KIMKARYAMAKMUR.COM, Pragaan – Dinas Pemberdayaan Perempuan Perlindungan Anak dan Keluarga Berencana (DP3A-KB) Kabupaten Sumenep pada hari Rabu (27/10/2021) melaksanakan kegiatan Penyuluhan Keluarga Berencana (KB) di Balai Penyuluhan Keluarga Berencana Kantor Kecamatan Pragaan.
Ibu Ketua Tim Penggerak Pemberdayaan Kesejahteraan Keluarga (TP-PKK) Kabupaten Sumenep Nia Kurnia Fauzi mengatakan bahwa tujuan Penyuluhan Keluarga Berencana (KB) untuk mencapai keluarga yang berkualitas.
Beliau menjelaskan bahwa Pemerintah menekankan bahaya perkawinan dini, khususnya terhadap anak.
“Akibatnya membuat kemiskinan lintas generasi, anak menjadi putus sekolah, banyak pekerja anak dibawah umur,” ujarnya.
Pada kesempatan itu pula, pemateri lain Drs. H. Moh. Kadarisman, M.Si. sebagai PLT. (Pelaksana Tugas) Kepala Dinas Pemberdayaan Perempuan, Perlindungan Anak dan KB (DP3A-KB) Kabupaten Sumenep menjelaskan tentang definisi anak adalah mereka yang berumur 18 tahun menurut UU Nomor 35 Tahun 2014.
Ada juga yang mendefinisikan anak belum dewasa kalau belum berumur 21 tahun atau belum menikah menurut Undang Undang Hukum Perdata.
Sementara, realitas yang ada perkawinan usia dini dimana warga masyarakat menikahlah anaknya pada usia dibawah 18 tahun, Indonesia menduduki urutan nomor 2 di tingkat Asia. Sementara di tingkat dunia menduduki urutan nomor 8.
“1 dari 9 anak atau 11.12% anak berstatus kawin sebelum usia 18 tahun. Padahal usia ideal menikah menurut UU No 16/2019 yang secara fisik siap hamil dan melahirkan berada pada usia minimal 19 tahun,” ujarnya.
Lelaki yang pernah menjadi Bendahara PCNU (Pengurus Cabang Nahdlatul Ulama) Sumenep ini mengatakan bahwa dampak perkawinan di usia anak bisa mengakibatkan kurangnya kesiapan fisik untuk hamil dan melahirkan, menyebabkan resiko kematian ibu dan anak saat melahirkan, menyebabkan KDRT (Kekerasan Dalam Rumah Tangga), penceraian, tidak sehat mental, serta resiko anak stunting.
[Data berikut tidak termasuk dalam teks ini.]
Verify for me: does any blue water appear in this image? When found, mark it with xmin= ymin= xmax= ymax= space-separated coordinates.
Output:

Menurutnya, usia ideal seseorang menikah di Indonesia kalau laki-laki berusia minimal 25 tahun sedangkan perempuan pada usia 21 tahun.
“Kalau tetap dikawinkan di usia dini, dari sisi kesehatan dampak buruknya beresiko 5 (lima) kali lebih besar meninggal saat persalinan. Juga bisa berakibat kematian ibu atau anak,” jelasnya.
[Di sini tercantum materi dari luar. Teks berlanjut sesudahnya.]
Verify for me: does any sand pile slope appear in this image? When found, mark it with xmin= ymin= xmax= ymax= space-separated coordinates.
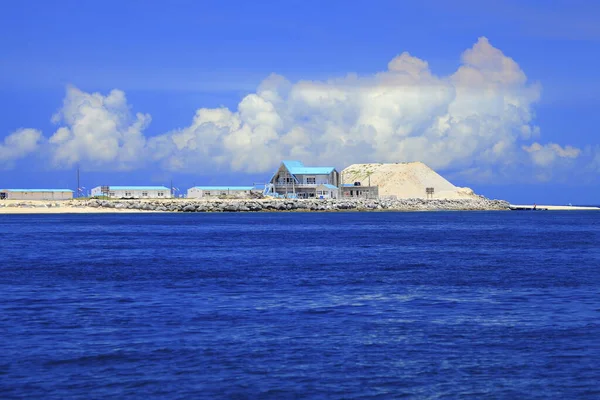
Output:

Dari sisi pendidikan, beliau lanjutkan, bahwa berdasarkan data, ada sebanyak 85% anak perempuan mengakhiri pendidikan setelah menikah.
Dari sisi psikologis, ada 41% kekerasan dalam rumah tangga dianggap wajar oleh pihak perempuan, yang beresiko mengalami depresi, kekerasan fisik, seksual, psikologis serta isolasi sosial.
Resiko lainnya dari kajian diri anak sendiri, bisa melahirkan dalam keadaan stunting, atau melahirkan secara prematur. Resiko kematian bayi dua kali lipat lebih besar sebelum usia satu tahun.
Selain itu beliau menjelaskan bahwa Pemerintah mencanangkan pemberian Sertifikasi Nikah dari Kantor Urusan Agama (KUA) agar tidak terjadi lagi menikah di usia dini.
Secara umum beliau gambarkan bahaya menikah di usi dini bisa menurunkan angka perceraian, pernikahan dibawah umur dan KDRT. Karena itu maka harus difahami upaya pendewasaan usia perkawinan yang berada pada usia subur umur 20 sampai 35 tahun.
Tak hanya itu, bahkan, katanya kita harus faham seribu hari pertama kehidupan.
“Setidaknya jarak dari kehamilan pertama dan kedua diatas dua tahun,” tambahnya.
Beliau juga mengungkap data pernikahan dini di Sumenep.
“Data tahun 2021 pernikahan usia dini di Kabupaten Sumenep usia dibawah 20 tahun sebanyak 1132. Di Pragaan sendiri tahun 2021 sudah mencapai 105 anak,” ungkapnya.